Issues: this view is often understood as only the data scientist who needs to understand the business issues while the business knowing exactly what they want. In reality, often the business intends to ‘make smarter decisions by using data’, but they lack the understanding of what analytical models are, how they can or should be used and what realistic expectations are around model effectiveness. As such, the business itself needs to transform in order to work with analytical models.

Another issue with the Business Understanding phase is that project objectives and project requirements are usually originating from different parts of the organization. The objectives typically come from a higher management level than the requirements and ignoring this fact, not seldom leads to the situation where after the model has been developed, the end-users of the analytical model are required to post-rationalize the model, which leads to a lot of dissatisfaction.

CRISP-DM: Modeling

Phase definition: in this phase, various modeling techniques are selected and applied, and their parameters are calibrated to optimal values3.

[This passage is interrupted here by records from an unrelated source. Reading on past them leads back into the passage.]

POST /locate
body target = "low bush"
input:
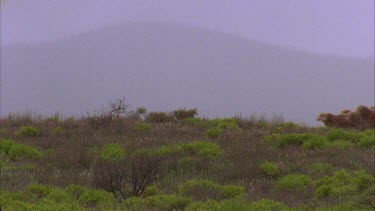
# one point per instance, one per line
(17, 151)
(158, 117)
(232, 191)
(203, 148)
(319, 168)
(136, 203)
(270, 169)
(96, 197)
(112, 152)
(185, 113)
(282, 140)
(28, 131)
(140, 127)
(341, 144)
(315, 142)
(58, 131)
(367, 141)
(213, 133)
(200, 189)
(341, 134)
(293, 182)
(20, 152)
(167, 202)
(38, 190)
(268, 204)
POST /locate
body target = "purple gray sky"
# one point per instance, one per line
(340, 27)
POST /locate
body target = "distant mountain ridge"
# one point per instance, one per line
(168, 66)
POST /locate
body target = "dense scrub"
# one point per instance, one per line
(177, 161)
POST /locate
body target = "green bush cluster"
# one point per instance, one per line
(58, 131)
(112, 151)
(237, 204)
(17, 151)
(213, 133)
(223, 123)
(159, 117)
(200, 189)
(293, 182)
(28, 131)
(142, 127)
(334, 138)
(44, 197)
(270, 169)
(201, 148)
(343, 183)
(185, 113)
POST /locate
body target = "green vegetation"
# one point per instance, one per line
(17, 151)
(270, 169)
(28, 131)
(293, 182)
(178, 161)
(142, 127)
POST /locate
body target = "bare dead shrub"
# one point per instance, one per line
(130, 175)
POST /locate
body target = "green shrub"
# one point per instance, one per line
(341, 134)
(185, 113)
(158, 117)
(59, 196)
(367, 141)
(340, 183)
(50, 205)
(142, 127)
(20, 151)
(3, 131)
(213, 132)
(363, 180)
(202, 206)
(224, 123)
(267, 204)
(315, 142)
(141, 110)
(196, 122)
(270, 169)
(293, 182)
(233, 204)
(96, 197)
(28, 131)
(168, 202)
(288, 126)
(5, 145)
(112, 151)
(232, 191)
(58, 131)
(203, 148)
(136, 203)
(319, 168)
(75, 190)
(17, 205)
(341, 144)
(200, 189)
(262, 125)
(282, 140)
(151, 191)
(38, 190)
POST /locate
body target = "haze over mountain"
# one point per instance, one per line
(168, 66)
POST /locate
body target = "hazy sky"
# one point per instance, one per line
(341, 27)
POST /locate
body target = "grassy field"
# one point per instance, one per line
(159, 161)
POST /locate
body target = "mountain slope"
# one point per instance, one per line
(166, 66)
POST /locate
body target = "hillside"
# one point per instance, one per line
(166, 66)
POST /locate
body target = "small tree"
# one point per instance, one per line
(104, 116)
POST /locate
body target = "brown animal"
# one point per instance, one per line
(363, 117)
(331, 120)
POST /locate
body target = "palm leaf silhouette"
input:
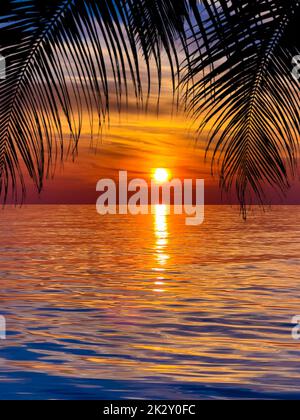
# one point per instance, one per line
(60, 57)
(238, 78)
(241, 88)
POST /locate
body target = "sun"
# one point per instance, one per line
(161, 175)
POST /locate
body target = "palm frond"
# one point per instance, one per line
(61, 56)
(244, 92)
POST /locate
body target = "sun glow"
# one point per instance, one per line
(161, 175)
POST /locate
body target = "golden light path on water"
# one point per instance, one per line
(161, 229)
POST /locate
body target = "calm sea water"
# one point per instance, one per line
(146, 307)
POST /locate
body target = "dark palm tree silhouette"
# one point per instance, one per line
(237, 74)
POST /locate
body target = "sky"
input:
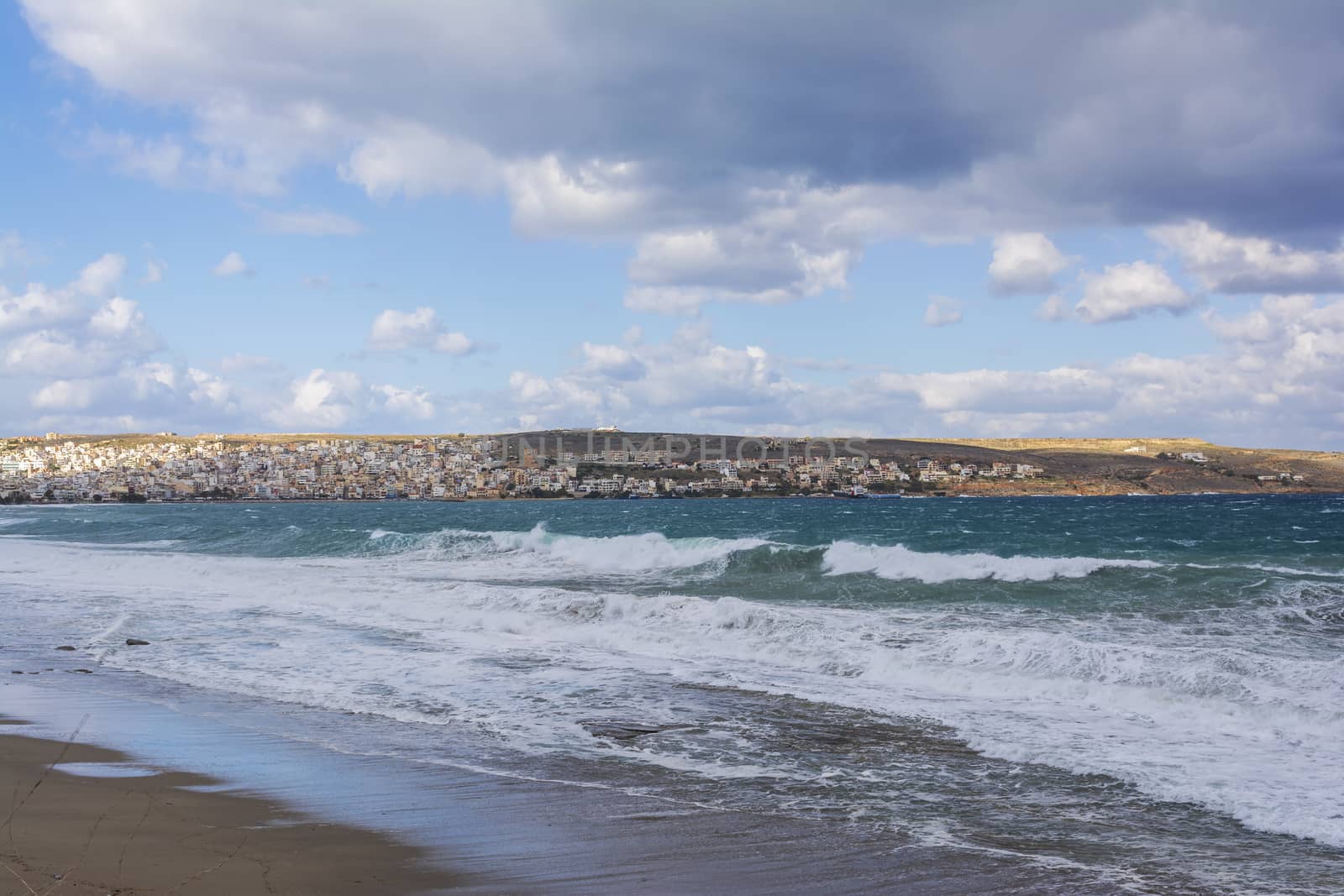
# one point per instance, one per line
(980, 219)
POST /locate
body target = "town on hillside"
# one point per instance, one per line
(605, 463)
(168, 468)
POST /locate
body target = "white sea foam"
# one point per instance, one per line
(932, 567)
(1220, 718)
(643, 553)
(541, 553)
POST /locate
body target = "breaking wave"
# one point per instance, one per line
(900, 562)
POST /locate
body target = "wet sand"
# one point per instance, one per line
(77, 835)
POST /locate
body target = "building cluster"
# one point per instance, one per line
(165, 468)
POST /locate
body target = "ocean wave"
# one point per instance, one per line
(643, 553)
(617, 553)
(900, 562)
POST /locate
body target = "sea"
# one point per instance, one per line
(1147, 692)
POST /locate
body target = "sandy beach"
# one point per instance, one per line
(87, 835)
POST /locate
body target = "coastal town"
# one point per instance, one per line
(168, 468)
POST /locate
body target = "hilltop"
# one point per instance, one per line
(581, 463)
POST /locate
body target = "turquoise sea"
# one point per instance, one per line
(1147, 692)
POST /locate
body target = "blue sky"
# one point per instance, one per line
(443, 217)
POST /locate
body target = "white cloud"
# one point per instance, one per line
(1227, 264)
(396, 331)
(1025, 264)
(64, 396)
(407, 157)
(101, 275)
(309, 222)
(38, 307)
(246, 363)
(1122, 291)
(323, 401)
(612, 360)
(232, 265)
(414, 405)
(1054, 309)
(942, 312)
(118, 318)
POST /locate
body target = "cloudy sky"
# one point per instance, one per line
(850, 217)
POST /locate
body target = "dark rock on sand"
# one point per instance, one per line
(617, 731)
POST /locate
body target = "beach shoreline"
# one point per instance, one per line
(89, 821)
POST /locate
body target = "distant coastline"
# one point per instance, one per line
(167, 468)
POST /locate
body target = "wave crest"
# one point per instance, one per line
(900, 562)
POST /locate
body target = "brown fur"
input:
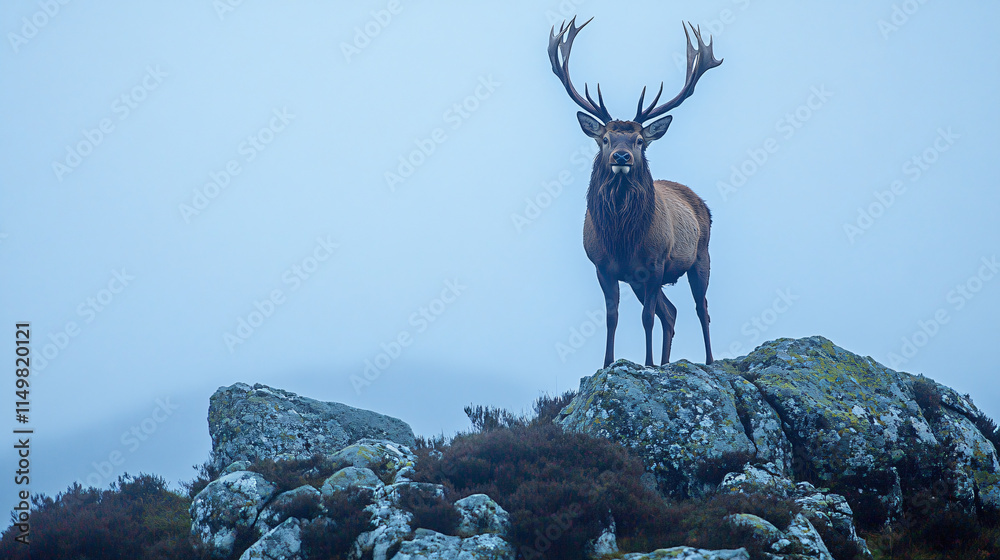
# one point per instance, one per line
(646, 233)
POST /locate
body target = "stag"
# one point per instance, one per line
(640, 231)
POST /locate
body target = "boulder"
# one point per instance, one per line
(349, 477)
(481, 515)
(227, 507)
(303, 502)
(688, 553)
(281, 543)
(808, 410)
(259, 422)
(805, 540)
(430, 545)
(685, 421)
(387, 459)
(859, 427)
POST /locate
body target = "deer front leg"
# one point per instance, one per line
(610, 287)
(649, 301)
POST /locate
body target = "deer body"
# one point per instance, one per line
(643, 232)
(673, 235)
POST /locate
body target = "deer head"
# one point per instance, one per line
(623, 143)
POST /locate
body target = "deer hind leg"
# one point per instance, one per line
(667, 314)
(698, 278)
(610, 287)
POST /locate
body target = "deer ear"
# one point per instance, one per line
(591, 126)
(656, 129)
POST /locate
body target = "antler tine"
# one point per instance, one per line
(699, 61)
(561, 44)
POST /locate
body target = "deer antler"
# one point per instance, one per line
(700, 60)
(557, 45)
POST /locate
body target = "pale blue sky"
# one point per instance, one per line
(471, 261)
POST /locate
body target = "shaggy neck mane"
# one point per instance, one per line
(621, 205)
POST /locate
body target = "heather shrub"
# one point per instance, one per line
(137, 518)
(332, 536)
(429, 511)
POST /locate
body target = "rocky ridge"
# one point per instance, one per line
(844, 437)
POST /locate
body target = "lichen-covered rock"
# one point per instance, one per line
(286, 505)
(383, 457)
(806, 540)
(226, 507)
(236, 466)
(480, 515)
(350, 477)
(761, 530)
(831, 512)
(682, 419)
(758, 479)
(260, 422)
(688, 553)
(858, 427)
(430, 545)
(606, 544)
(973, 458)
(281, 543)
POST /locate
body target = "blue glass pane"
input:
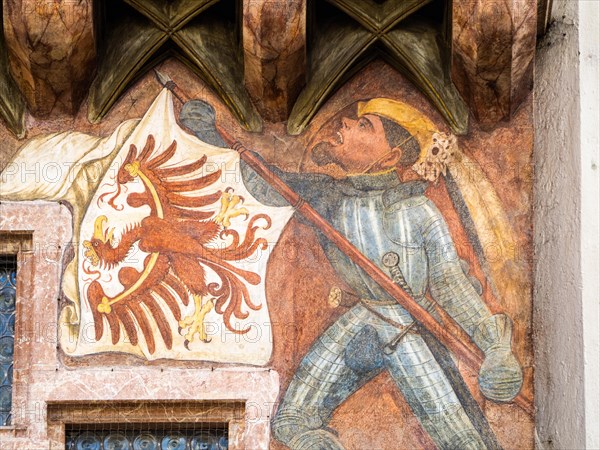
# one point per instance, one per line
(174, 442)
(8, 274)
(116, 441)
(146, 441)
(87, 441)
(141, 437)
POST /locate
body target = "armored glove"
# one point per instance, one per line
(500, 376)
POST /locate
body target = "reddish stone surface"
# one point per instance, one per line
(52, 52)
(298, 280)
(493, 49)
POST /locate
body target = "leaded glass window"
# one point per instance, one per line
(196, 436)
(8, 290)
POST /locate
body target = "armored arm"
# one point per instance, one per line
(500, 376)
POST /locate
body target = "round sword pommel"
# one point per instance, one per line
(390, 259)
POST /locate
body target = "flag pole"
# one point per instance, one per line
(463, 347)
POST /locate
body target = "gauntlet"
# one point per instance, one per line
(500, 375)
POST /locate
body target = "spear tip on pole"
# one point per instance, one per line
(162, 78)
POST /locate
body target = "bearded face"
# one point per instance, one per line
(356, 145)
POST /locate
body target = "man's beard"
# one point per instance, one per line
(322, 154)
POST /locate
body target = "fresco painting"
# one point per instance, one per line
(183, 250)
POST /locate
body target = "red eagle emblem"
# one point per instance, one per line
(177, 236)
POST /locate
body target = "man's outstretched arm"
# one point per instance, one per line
(500, 376)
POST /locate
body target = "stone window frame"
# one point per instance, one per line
(39, 232)
(61, 414)
(19, 244)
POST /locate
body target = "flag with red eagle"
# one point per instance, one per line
(170, 248)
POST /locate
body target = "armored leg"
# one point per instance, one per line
(329, 373)
(429, 393)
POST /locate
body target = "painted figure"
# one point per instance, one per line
(381, 208)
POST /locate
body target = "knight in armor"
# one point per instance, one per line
(381, 208)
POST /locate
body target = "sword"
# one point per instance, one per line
(391, 260)
(450, 337)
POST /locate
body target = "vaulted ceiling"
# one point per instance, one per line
(268, 61)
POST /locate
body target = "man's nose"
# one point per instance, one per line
(347, 122)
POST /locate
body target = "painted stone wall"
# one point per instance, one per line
(455, 212)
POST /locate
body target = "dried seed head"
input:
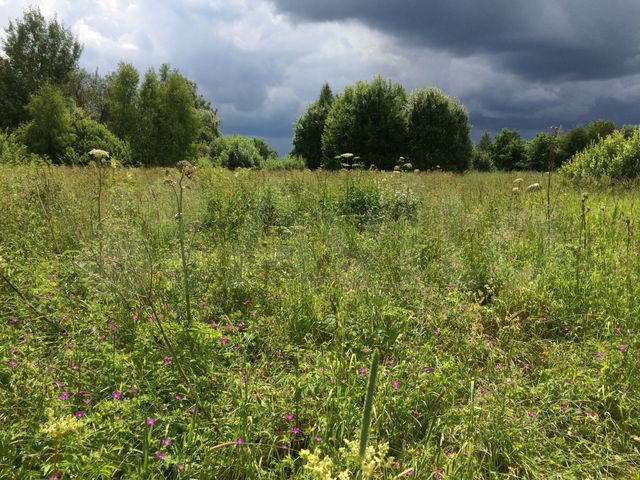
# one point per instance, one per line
(186, 168)
(99, 154)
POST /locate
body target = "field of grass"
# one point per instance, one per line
(508, 341)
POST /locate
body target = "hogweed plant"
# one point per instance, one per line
(178, 186)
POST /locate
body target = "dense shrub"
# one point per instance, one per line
(88, 134)
(289, 163)
(438, 131)
(235, 152)
(614, 157)
(12, 152)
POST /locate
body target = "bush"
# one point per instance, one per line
(88, 134)
(12, 152)
(235, 152)
(438, 131)
(614, 157)
(292, 162)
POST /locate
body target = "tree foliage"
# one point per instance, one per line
(614, 157)
(307, 137)
(368, 120)
(38, 52)
(509, 151)
(122, 101)
(49, 131)
(235, 151)
(438, 131)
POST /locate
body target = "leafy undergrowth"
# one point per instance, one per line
(508, 343)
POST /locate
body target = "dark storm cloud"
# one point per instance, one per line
(541, 40)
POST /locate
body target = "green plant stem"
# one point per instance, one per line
(368, 404)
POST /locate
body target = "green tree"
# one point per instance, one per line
(600, 129)
(90, 92)
(37, 52)
(576, 140)
(481, 159)
(49, 131)
(234, 152)
(307, 137)
(542, 152)
(509, 151)
(88, 134)
(265, 150)
(368, 120)
(122, 101)
(177, 122)
(438, 131)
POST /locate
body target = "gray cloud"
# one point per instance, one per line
(542, 40)
(513, 63)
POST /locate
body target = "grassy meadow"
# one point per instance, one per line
(226, 329)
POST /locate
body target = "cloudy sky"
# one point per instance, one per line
(513, 63)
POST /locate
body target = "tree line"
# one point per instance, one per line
(56, 109)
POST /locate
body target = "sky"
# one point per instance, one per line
(515, 64)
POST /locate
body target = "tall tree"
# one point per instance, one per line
(37, 52)
(49, 131)
(369, 121)
(438, 131)
(509, 151)
(122, 115)
(307, 137)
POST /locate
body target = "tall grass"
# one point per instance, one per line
(508, 349)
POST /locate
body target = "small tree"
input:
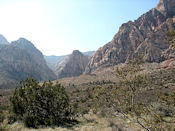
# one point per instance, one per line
(131, 81)
(40, 104)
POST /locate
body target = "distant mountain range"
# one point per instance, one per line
(54, 61)
(147, 35)
(72, 65)
(21, 59)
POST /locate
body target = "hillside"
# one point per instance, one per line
(73, 65)
(20, 60)
(147, 35)
(53, 61)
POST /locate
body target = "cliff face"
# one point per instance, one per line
(145, 35)
(20, 60)
(73, 65)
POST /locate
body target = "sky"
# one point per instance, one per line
(57, 27)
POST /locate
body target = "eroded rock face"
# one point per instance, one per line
(20, 60)
(73, 65)
(145, 35)
(166, 7)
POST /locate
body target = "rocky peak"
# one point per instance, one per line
(76, 52)
(23, 43)
(3, 40)
(145, 35)
(166, 7)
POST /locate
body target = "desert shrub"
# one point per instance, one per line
(40, 104)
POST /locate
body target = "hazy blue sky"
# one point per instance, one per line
(56, 27)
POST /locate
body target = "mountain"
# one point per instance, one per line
(3, 40)
(147, 35)
(20, 60)
(73, 65)
(54, 61)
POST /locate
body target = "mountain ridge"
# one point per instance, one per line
(145, 35)
(19, 60)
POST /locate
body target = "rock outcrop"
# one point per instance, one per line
(73, 65)
(3, 40)
(145, 35)
(20, 60)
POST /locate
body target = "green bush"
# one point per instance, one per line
(40, 104)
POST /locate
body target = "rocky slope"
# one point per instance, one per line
(73, 65)
(3, 40)
(20, 60)
(145, 35)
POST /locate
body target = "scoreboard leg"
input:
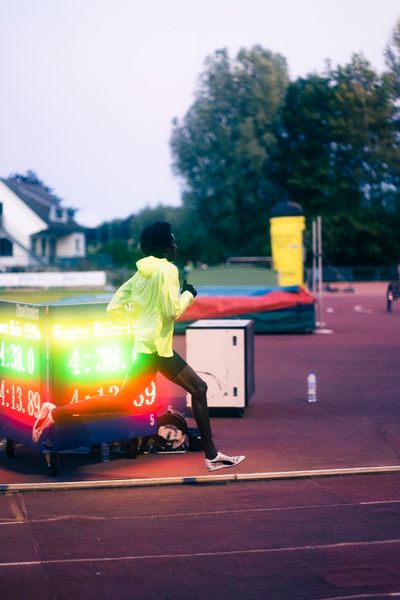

Issues: although this definition gives room for trying out different techniques, it very much underestimates the amount real experimentation that is needed to get at viable results, especially if a use-case if not a common, well-known one.  True experimentation may require changing to an entire different format of the data, or even a different interpretation or adjustment of the business question.

CRISP-DM: Evaluation

Phase definition: at this stage in the project, you have built a model that appears to have high quality, from a data analysis perspective. Before proceeding to final deployment of the model, it is important to more thoroughly evaluate the model, and review the steps executed to construct the model, to be certain it properly achieves the business objectives3.

Issue: thorough evaluation indeed is needed, yet the CRISP-DM methodology does not prescribe how to do this. As a result, evaluation is done on historic data, in the worst case, on a hold-out partition of the training data, in a slightly better case, on an out-of-time validation sample. As a model typically impacts an important part of the business, it is a good practice to device a proper experiment, whereby the model is tested in a limited fashion on new data. A proper experiment will also include an ROI calculation, which can be used to decide if the model is good enough to be implemented.  Model evaluations often result in wry discussions with the business, who invariably expects analytical models to be accurate for 90% and up, irrespective of, and not bothered by the specific measure of accuracy.  A limited experimental setting resulting in an ROI computation can help change this discussion to a more productive one.

Commonly, another issue with the evaluation phase is the lack of verbosity of the analytical model for the parties involved. One of the 9 laws of data mining states that ‘Data mining amplifies perception in the business domain’4. This very fact seems to urge that (lasting) visualization and dashboards reporting need to be integral part of the model building output. This concerns both what the model does (analytical reporting) as well as how the model impacts the business (operational reporting).

CRISP-DM: Deployment

Phase definition: depending on the requirements, the deployment phase can be as simple as generating a report or as complex as implementing a repeatable data scoring3.

Issues: besides that fact that the deployment of the model needs to be discussed very much at the identification of the use-case (considering the availability and timing of scoring data and the costs of integration), the view of a single deployment phase is too simplistic. The deployment itself involves multiple phases, and needs to be defined using its own hand-over process, as this is the moment where the data scientists hands-over the resulting model to IT or an operational team who will ensure continuous execution of the model. In addition, the life cycle of the model needs to be taken into account, both from a model effectiveness perspective as well as from a model evolution perspective.